Know Your Systems Work
Many solutions are currently available that promise getting critical information into the hands of people who need it during an emergency. However, simply setting up the tool does not guarantee it will work as advertised.
Testing regularly helps ensure successful deployment when they need to be used in real-world situations. Creating a testing plan that works in conjunction with emergency communication strategies helps build familiarity throughout organizations. This can assist in avoiding costly mistakes.
Errors Can Hinder Clarity
Even on the largest scale, errors can prevent smooth deployment of emergency communications.
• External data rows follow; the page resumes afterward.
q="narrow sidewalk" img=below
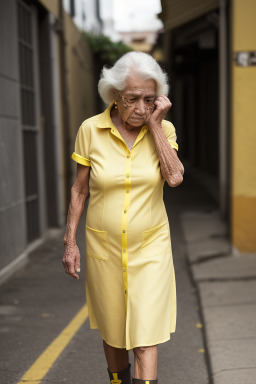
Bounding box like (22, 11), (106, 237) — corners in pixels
(181, 179), (256, 384)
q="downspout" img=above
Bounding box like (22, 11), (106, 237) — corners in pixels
(219, 0), (229, 218)
(56, 0), (72, 213)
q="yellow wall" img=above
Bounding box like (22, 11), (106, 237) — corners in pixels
(65, 13), (97, 146)
(231, 0), (256, 252)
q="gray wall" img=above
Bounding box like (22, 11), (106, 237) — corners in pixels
(0, 0), (26, 269)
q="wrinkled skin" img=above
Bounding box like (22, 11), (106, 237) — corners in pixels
(62, 242), (80, 280)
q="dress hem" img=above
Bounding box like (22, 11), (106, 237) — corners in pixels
(91, 327), (175, 351)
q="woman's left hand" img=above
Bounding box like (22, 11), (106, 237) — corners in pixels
(146, 95), (172, 130)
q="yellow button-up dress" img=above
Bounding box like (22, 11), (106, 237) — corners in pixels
(72, 104), (178, 350)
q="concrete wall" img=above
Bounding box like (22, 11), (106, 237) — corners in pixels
(160, 0), (219, 29)
(0, 0), (96, 276)
(0, 1), (26, 269)
(231, 0), (256, 252)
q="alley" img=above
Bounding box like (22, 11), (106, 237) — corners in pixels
(0, 174), (214, 384)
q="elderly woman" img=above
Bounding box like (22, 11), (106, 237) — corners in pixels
(63, 52), (184, 384)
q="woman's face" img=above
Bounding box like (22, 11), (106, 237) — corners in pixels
(117, 74), (156, 129)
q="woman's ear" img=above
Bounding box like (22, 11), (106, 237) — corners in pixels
(111, 89), (118, 100)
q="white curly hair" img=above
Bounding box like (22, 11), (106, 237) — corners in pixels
(98, 51), (169, 104)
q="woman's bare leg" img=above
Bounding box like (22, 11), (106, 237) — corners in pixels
(133, 345), (157, 380)
(103, 340), (129, 372)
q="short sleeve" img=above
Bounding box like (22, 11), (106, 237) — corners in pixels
(71, 123), (91, 167)
(162, 120), (179, 151)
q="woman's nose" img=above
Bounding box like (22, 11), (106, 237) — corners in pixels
(135, 100), (146, 115)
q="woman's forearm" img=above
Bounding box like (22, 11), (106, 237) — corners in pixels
(63, 183), (89, 244)
(151, 126), (184, 187)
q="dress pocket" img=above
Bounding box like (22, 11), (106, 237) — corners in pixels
(85, 225), (109, 260)
(141, 222), (171, 257)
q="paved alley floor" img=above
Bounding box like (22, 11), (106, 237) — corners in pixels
(0, 175), (216, 384)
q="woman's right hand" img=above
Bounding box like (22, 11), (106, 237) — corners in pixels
(62, 241), (80, 280)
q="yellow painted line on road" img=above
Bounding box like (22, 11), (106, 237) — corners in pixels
(18, 305), (88, 384)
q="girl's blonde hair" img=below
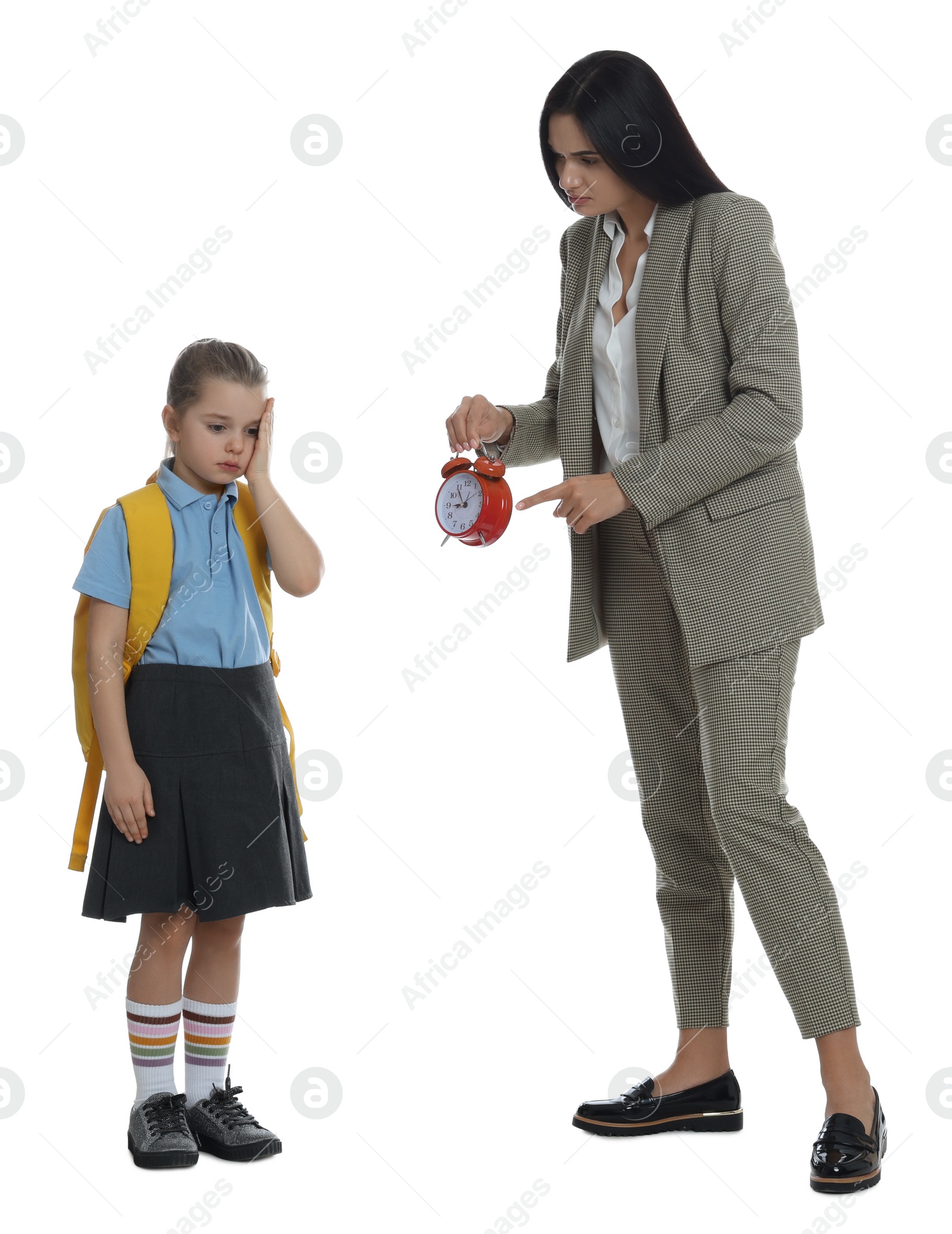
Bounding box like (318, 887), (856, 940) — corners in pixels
(146, 338), (268, 484)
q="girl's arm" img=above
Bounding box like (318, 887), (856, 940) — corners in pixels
(245, 399), (324, 596)
(86, 596), (155, 844)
This was an issue the French government encountered during the terrorist attack in Nice in July of 2016. In anticipation of the UEFA Euro 2016 soccer tournament being held in France, the French government launched an emergency notification app to keep people informed should an incident occur. However, according to the Huffington Post, during the attack, people using the app did not receive any information until nearly three hours after the attack commenced. The app, which uses geolocation to determine who to send alerts to, told users in Nice there were no incidents occurring during the attack.
A similar issue occurred in Kalamazoo, Michigan during an active shooter event in February of 2016. While an Uber driver went on a shooting spree around the county, the Western Michigan University security team failed to send out an alert to students through its channels. Following the incident, the university president said he would be reviewing the guidelines for how they address these kind of situations to keep students informed.
Consider Every Situation
It’s important to think of every scenario that might warrant an alert to your organization’s population. Certain situations like fire and tornado drills might already be part of your organization’s testing rotation. However, there might be other situations that your organization is more likely to encounter. Get people familiar with these potential events and have assurance messages will be delivered by using emergency communication systems for regular communications as well. Sending non-emergency announcements, such as end of day announcements, lets you check that messages are going to intended devices and know how long it takes to send them.
Having these procedures in place ahead of time can save headaches and confusion when a crisis occurs. In the same vein, regular tests help keep everyone familiar with these procedures and also test the capabilities of the system you have in place. This means you can identify and fix any errors or issues so everything runs smoothly when an emergency happens.